I use appimages because they have a lot of features that I really like, from having portable homes, taking less space than native packages, etc.

They also allow easy version control, did I run into a regresion from certain application? let me try the older appimage (this happened with ferdium to me btw).

Why use an appimage when they also have official RPM or DEB repos?

What if I'm using (I am btw) archlinux, and not that means that I need to rely on aur packages which I can't even compile right now because my system ran into a weird bug in cmake and haven't even been able to report because I can't register in the cmake gitlab lol.

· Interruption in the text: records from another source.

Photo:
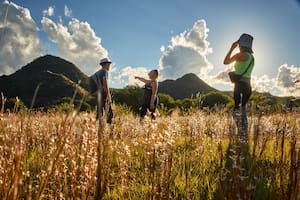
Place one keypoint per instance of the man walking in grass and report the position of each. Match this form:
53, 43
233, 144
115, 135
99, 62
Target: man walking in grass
99, 84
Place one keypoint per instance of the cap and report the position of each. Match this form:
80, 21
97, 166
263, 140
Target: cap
245, 40
104, 60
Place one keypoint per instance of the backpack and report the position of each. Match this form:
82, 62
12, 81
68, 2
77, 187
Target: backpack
94, 84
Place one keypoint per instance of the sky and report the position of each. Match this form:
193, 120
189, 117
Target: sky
174, 36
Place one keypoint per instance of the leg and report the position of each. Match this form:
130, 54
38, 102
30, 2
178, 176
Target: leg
153, 110
237, 100
110, 115
245, 98
143, 110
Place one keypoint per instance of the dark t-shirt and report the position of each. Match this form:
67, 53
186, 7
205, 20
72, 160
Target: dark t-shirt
101, 74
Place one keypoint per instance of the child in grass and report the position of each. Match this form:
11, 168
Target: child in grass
150, 94
243, 64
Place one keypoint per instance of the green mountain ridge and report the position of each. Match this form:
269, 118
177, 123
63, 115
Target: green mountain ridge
41, 71
57, 78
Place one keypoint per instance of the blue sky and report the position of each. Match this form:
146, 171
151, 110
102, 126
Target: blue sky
175, 36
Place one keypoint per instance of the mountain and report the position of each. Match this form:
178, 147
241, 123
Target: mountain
185, 87
55, 77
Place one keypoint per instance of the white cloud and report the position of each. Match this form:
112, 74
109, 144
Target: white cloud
77, 43
68, 11
282, 85
19, 38
49, 11
127, 74
187, 53
285, 79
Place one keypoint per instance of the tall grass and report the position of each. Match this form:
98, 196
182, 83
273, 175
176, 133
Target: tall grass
198, 156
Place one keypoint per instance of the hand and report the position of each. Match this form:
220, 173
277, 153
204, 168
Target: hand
152, 106
234, 45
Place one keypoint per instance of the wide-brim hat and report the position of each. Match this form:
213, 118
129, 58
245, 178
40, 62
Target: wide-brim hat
245, 40
104, 60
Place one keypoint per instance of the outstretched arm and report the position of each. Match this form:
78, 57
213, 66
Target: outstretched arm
141, 79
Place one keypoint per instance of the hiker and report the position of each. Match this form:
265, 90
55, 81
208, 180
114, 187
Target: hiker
244, 63
150, 94
99, 81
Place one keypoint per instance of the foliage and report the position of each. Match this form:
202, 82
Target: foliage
59, 155
13, 104
67, 104
212, 99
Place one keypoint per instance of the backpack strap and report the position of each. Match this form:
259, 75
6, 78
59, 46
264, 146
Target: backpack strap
252, 60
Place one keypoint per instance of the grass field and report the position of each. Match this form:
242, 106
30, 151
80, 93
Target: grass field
57, 155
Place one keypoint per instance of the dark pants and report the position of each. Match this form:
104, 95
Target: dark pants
110, 113
242, 92
146, 106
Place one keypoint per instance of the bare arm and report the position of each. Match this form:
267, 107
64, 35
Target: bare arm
142, 79
154, 93
237, 57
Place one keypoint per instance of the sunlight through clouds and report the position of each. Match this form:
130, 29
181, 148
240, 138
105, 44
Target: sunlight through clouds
127, 74
19, 39
77, 43
49, 12
187, 53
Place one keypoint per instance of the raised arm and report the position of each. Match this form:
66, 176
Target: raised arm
237, 57
141, 79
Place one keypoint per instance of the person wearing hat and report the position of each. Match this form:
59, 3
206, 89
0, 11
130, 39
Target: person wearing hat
101, 80
150, 94
244, 63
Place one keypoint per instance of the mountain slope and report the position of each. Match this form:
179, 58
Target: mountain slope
43, 71
185, 87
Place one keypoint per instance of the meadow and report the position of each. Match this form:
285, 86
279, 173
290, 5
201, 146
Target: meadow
196, 155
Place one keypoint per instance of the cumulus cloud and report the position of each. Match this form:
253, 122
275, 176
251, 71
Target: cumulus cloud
127, 74
49, 12
76, 42
19, 39
68, 11
187, 53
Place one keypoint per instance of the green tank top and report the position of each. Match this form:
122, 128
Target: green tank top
240, 67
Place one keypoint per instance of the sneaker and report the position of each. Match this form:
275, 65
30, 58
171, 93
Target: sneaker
153, 116
235, 113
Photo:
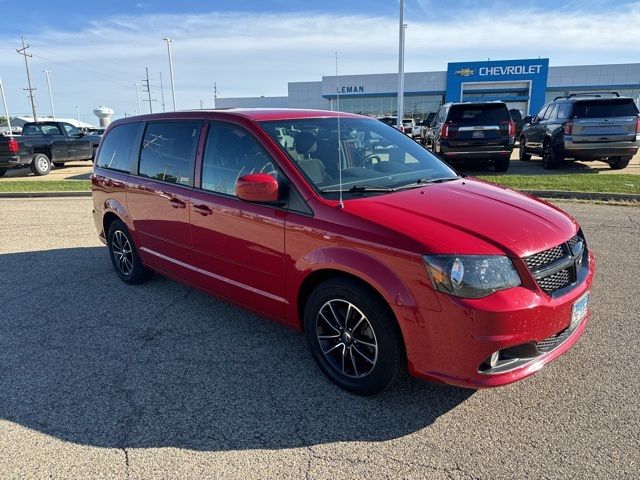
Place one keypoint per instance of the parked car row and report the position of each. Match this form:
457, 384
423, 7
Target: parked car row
585, 126
45, 143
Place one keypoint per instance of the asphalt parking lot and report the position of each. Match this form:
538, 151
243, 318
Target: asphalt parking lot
104, 380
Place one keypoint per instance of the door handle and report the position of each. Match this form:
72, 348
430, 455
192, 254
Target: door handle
177, 203
202, 210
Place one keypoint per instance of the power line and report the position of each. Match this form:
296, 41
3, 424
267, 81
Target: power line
23, 51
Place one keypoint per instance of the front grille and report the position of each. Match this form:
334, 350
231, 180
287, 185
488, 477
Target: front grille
553, 341
555, 281
557, 267
542, 259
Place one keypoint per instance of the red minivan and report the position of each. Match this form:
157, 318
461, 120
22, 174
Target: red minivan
342, 227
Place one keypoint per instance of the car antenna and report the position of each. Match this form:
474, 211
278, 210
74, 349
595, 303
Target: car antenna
340, 202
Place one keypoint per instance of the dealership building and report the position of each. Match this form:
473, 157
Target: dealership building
523, 84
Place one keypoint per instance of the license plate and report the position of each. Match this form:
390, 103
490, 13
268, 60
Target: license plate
579, 310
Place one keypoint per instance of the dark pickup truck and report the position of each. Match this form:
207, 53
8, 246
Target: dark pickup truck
44, 143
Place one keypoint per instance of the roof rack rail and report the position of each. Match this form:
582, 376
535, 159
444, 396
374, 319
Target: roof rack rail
587, 94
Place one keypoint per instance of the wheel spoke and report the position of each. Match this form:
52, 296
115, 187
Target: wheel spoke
332, 348
364, 356
353, 362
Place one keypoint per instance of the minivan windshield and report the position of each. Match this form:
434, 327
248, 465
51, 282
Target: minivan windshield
374, 157
624, 107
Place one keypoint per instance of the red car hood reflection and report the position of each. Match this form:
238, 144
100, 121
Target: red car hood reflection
469, 217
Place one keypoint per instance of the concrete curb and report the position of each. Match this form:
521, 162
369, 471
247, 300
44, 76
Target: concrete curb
625, 197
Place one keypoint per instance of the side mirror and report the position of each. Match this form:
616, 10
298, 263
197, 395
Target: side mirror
257, 187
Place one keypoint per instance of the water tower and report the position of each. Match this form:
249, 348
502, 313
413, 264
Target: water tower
104, 114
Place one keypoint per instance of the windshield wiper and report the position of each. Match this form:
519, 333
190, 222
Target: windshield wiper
360, 189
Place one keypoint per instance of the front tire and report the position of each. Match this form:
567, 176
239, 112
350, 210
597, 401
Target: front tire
40, 165
353, 337
124, 256
618, 163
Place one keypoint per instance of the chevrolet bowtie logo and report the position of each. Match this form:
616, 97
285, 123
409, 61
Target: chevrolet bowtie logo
465, 72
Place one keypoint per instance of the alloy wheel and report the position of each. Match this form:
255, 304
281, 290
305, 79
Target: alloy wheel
122, 252
346, 338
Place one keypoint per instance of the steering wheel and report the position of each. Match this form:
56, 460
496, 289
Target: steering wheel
367, 162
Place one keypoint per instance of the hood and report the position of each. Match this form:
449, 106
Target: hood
469, 216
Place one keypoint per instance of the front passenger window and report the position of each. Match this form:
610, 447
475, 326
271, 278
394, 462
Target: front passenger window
230, 153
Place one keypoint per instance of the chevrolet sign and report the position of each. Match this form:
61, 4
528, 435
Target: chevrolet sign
509, 70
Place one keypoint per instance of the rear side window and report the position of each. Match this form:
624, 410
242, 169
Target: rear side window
230, 153
169, 151
564, 110
605, 108
489, 114
118, 150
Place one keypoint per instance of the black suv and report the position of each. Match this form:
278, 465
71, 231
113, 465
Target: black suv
477, 131
583, 126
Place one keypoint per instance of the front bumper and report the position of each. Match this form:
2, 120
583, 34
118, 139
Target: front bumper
10, 161
450, 346
599, 149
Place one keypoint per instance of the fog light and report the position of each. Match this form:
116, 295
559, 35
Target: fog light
493, 359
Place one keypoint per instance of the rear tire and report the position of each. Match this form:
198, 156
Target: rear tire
501, 164
353, 337
124, 255
550, 158
523, 156
618, 163
40, 165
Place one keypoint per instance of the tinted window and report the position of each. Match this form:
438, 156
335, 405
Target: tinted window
605, 108
550, 114
169, 151
71, 130
230, 153
564, 109
488, 114
119, 148
361, 151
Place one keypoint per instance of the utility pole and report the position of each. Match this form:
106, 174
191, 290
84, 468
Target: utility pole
53, 113
23, 51
147, 85
173, 87
162, 92
400, 109
138, 98
6, 110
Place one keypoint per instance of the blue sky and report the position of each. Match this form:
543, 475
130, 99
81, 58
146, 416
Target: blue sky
96, 50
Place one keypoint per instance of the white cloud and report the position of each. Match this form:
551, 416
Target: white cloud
256, 54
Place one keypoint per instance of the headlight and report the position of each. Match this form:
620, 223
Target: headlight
471, 276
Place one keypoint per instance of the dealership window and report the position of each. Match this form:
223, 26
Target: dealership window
169, 151
230, 153
119, 148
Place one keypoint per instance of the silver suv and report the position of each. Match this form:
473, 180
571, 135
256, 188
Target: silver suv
584, 126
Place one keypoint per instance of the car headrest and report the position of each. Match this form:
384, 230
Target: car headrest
305, 142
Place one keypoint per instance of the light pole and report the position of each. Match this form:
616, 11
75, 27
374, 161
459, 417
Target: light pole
173, 87
401, 67
53, 113
6, 110
138, 97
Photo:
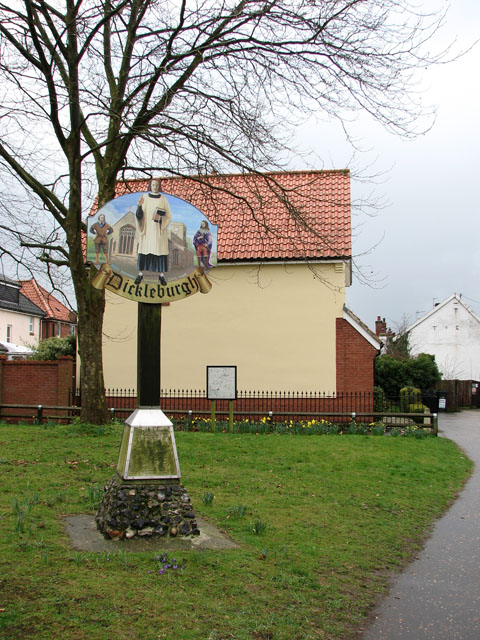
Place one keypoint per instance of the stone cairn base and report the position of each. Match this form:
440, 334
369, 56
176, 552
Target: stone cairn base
131, 509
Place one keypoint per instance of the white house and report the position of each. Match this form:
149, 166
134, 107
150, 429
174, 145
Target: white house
20, 320
450, 332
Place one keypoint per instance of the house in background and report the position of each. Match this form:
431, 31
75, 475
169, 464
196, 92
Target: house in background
277, 306
20, 320
450, 332
58, 320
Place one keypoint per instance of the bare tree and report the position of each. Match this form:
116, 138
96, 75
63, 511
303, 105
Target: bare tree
97, 90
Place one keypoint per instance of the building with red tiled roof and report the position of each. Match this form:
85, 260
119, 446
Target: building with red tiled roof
58, 320
276, 308
298, 215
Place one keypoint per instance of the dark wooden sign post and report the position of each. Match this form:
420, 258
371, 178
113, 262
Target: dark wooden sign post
145, 497
149, 354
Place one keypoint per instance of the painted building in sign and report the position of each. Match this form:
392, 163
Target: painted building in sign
276, 308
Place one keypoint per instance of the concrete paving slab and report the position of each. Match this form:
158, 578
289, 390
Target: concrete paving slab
84, 536
438, 595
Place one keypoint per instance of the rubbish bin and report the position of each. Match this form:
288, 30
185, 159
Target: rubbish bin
442, 400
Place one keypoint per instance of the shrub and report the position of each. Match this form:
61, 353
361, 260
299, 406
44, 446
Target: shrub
409, 395
51, 348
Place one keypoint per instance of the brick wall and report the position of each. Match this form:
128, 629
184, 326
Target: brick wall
355, 359
36, 381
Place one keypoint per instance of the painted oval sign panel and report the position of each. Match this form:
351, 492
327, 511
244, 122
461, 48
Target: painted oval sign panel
151, 247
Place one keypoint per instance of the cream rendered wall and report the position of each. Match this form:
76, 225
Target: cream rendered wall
20, 328
276, 323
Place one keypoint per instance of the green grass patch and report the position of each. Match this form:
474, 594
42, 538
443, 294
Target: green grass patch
321, 523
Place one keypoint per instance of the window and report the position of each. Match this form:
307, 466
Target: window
127, 238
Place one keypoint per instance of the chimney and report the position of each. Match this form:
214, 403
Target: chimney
380, 326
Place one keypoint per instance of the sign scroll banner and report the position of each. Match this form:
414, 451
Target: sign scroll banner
151, 292
151, 247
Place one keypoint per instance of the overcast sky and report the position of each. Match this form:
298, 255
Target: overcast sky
428, 232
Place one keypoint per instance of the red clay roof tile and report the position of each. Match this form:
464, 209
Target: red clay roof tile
274, 216
53, 308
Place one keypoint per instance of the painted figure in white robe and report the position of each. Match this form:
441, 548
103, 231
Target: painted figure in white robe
153, 217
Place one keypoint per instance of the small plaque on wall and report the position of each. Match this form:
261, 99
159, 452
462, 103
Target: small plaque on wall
222, 382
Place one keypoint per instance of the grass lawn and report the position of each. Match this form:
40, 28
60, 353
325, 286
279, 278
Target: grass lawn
322, 521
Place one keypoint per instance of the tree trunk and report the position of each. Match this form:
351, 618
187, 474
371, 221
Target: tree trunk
90, 307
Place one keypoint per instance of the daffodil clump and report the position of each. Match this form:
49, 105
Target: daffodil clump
267, 425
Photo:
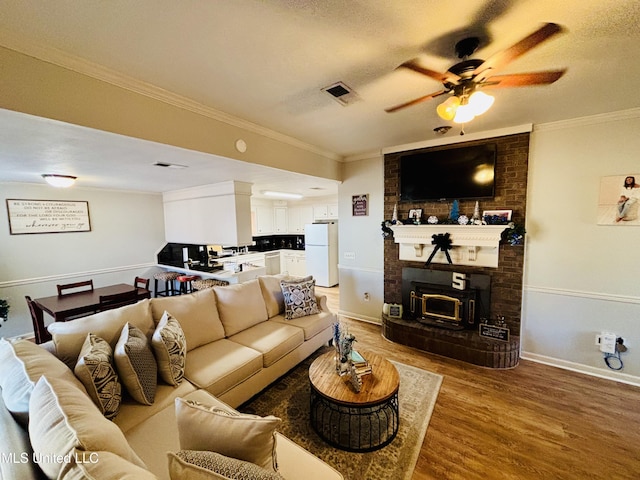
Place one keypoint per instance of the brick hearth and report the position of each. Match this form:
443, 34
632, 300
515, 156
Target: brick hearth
506, 279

Also I used voidlinux for a few weeks and that really opened my eyes on how much I relied upon the aur and I made the change to switch to appimages.

and update mechanism.

I use appimages with the AM packages manager that installs them, adds a symlink to PATH, adds the desktop entry, and keeps them up to date as well.

Yes I will give you that flatpaks are safer than appimages, aur or even native packages, but from there everything else is just downsides, including performance regressions, and I don't know about you, I don't like that so I don't use it, as simple as that. And it really made me mad when I saw that github thing of the other user lying that appimages bloat the system, that shit even links an article saying that firejail isn't safe as argument against appimages, when that very article even mentions that flatpaks sandbox isn't safe either kek.

[-] rollingflower@lemmy.kde.social 4 points 7 months ago

Check again with that tool that size is really strange.

I am not a fan of that bloat, as Android works similar and apps are 30MB max. I simply think flatpak is the best foundation.

[-] Samueru@lemmy.ml 0 points 7 months ago* (last edited 7 months ago)

Alright I just moved flatpak to its own partition and checked the size of the partition instead:

with firefox, kdenlive and libreoffice:

Disk (/var/lib/flatpak) 2.69 GiB / 19.12 GiB (14%) - ext4

That's much better now. But still twice the size that 15 appimages took.

This is with now having firefox librewolf brave kdenlive and libreoffice:

Disk (/var/lib/flatpak) 3.40 GiB / 19.12 GiB (18%) - ext4

Still though, the appimages take less space. A by a large margin.

[-] rollingflower@lemmy.kde.social 4 points 7 months ago

Please just use that tool. Why would you move flatpak to a different partition? But interesting results

[-] Samueru@lemmy.ml 1 points 7 months ago* (last edited 7 months ago)

WIth the same 5 application that I had before: https://imgur.com/Yn5O7Ni.png

I moved it to a different partition because I had already noticed that my Btrfs filesystem level compression was makiing the size different much smaller (the root filesystem actually grew by about 3 GiB but my file manager was reporting over 6 GIB on the flatpak dir).

EDIT: Also that tool reports the flatpak size as 3.5 GiB while fastfetch reports the flatpak partition as 3.4 GIB.

EDIT2: This is after installing yuzu:

~/ ./flatpak-dedup-checker
Directories:                /var/lib/flatpak/{runtime,app}
Size without deduplication: 5.70 GB
Size with deduplication:    4.03 GB (70% of 5.70 GB)

It actually grew considerably for yuzu, yuzu appimage itself is 60 MiB compressed 170 MiB uncompressed.